Over a million Puerto Ricans saw their homes heavily damaged or destroyed when Hurricane Maria struck the island, but NPR reports that a majority of them won't qualify for household grants from the Federal Emergency Management Agency (FEMA).
At least 60 percent of applicants asking FEMA for grants have been rejected because they can't actually prove they owned the home that multiple generations of their families have been living in for nearly a century.
"It's something that has been there forever, and we were just blessed never to have had a hurricane like the one we did," said Fernando Gil Enseñat, Puerto Rico's housing secretary. Hurricane Maria, he said, revealed "all of the flaws" in the island's housing policies dating back to the 1930s and 40s, when modernization policies aimed at industrialization drew people from the mountainous countryside to the cities.

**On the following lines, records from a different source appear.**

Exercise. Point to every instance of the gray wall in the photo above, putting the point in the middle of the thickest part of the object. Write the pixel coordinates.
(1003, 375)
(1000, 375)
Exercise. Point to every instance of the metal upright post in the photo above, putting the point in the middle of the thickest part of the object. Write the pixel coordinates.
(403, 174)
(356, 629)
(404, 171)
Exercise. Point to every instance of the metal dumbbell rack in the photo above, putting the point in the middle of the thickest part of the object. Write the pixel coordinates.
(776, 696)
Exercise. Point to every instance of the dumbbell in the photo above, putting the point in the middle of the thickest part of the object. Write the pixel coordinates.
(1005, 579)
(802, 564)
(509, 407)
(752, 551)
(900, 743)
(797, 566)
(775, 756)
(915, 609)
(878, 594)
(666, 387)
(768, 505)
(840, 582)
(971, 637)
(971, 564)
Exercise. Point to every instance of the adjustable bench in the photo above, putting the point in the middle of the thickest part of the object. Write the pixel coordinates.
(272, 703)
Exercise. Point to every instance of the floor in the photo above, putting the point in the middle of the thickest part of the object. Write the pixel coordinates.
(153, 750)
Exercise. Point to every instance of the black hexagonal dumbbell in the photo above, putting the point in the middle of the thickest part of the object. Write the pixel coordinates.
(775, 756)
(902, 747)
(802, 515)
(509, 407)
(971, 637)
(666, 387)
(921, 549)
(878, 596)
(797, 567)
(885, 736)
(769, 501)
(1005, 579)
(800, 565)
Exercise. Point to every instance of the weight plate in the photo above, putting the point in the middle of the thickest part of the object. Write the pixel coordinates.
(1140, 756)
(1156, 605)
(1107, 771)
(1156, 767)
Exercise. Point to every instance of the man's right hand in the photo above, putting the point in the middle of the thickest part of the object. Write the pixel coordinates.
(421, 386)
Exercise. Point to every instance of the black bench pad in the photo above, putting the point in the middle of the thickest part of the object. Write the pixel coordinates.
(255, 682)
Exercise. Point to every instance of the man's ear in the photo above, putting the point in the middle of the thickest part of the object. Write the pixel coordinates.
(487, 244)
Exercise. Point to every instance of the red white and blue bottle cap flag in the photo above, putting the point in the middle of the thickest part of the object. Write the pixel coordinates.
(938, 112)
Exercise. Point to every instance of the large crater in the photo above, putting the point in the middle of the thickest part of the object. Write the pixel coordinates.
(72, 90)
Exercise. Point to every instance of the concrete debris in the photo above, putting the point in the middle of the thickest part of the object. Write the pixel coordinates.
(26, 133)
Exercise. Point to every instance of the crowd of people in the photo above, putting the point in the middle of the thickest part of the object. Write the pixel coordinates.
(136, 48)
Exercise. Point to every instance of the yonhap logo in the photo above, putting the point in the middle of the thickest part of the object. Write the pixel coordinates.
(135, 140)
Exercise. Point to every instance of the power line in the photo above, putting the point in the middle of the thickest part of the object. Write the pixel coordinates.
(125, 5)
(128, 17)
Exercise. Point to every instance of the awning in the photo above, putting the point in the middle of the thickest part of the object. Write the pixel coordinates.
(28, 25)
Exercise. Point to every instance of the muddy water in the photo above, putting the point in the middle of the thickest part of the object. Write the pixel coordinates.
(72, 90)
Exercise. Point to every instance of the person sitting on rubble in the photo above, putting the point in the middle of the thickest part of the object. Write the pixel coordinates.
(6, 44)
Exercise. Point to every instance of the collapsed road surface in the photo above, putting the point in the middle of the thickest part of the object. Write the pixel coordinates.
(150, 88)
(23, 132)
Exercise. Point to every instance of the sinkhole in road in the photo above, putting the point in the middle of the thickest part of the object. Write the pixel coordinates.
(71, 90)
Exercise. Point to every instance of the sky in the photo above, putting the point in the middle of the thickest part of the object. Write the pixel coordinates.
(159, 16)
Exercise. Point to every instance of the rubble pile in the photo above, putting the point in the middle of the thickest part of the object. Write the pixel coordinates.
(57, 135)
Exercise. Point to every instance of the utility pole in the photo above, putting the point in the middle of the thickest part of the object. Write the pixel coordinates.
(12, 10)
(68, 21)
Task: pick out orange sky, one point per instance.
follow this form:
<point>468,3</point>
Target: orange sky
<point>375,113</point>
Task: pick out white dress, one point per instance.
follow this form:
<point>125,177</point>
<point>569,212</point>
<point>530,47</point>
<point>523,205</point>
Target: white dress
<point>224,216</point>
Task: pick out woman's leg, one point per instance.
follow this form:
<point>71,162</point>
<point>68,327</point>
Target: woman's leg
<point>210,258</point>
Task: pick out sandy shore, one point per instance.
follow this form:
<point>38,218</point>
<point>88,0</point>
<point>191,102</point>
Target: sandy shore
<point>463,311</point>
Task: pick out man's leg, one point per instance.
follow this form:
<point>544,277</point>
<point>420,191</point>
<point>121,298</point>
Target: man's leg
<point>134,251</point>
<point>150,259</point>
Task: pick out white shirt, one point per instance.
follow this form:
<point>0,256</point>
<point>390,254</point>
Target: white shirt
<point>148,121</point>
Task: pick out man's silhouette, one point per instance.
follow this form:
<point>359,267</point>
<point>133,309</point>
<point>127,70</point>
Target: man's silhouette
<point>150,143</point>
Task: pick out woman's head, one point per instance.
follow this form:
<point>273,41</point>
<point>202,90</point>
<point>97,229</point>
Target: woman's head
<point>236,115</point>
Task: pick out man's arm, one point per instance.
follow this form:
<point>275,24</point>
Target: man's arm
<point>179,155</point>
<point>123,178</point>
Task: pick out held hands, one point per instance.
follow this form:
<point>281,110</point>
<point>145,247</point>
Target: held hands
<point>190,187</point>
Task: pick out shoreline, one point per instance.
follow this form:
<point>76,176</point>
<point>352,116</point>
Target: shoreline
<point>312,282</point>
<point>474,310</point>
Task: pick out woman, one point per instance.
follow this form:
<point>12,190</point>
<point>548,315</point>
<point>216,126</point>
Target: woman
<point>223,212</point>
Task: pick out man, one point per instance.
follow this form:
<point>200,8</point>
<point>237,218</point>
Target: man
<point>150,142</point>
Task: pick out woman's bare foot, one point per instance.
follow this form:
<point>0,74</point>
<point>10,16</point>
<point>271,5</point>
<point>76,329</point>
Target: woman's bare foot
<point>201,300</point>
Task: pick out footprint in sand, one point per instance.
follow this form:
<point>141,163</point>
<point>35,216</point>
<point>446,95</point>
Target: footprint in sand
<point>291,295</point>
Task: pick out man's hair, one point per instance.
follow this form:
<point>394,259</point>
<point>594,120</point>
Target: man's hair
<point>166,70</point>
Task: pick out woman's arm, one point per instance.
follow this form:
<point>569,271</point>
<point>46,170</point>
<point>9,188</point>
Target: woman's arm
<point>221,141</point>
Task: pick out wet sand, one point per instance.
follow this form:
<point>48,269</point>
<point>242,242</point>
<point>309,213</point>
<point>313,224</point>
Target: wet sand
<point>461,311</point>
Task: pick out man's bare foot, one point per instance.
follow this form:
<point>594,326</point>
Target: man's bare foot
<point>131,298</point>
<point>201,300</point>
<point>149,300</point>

"There were too many people coming down and not enough public housing," Gil said. "So what did they do? Parcels of land that were devoted to agricultural sites, people invaded them and made their communities there. Time passed by, nobody paid attention, and meanwhile mayors or representatives started building roads for them, and connecting them into the utility systems."
Those who have the resources or money to hire a lawyer and produce a sworn affidavit have reportedly been able to obtain grants, but obviously not everyone has the means to do that.
There are clearly limitations here that both FEMA and Puerto Rican authorities are acting under, but it's a near certainty that this Congress won't approve changes or grant the agency more flexibility to adapt to Puerto Rico's unique situation.
Even the recovery funds making their way to the island are coming in the form of loans and dubious financial experiments. It's anyone's guess what will happen when all the bills come due.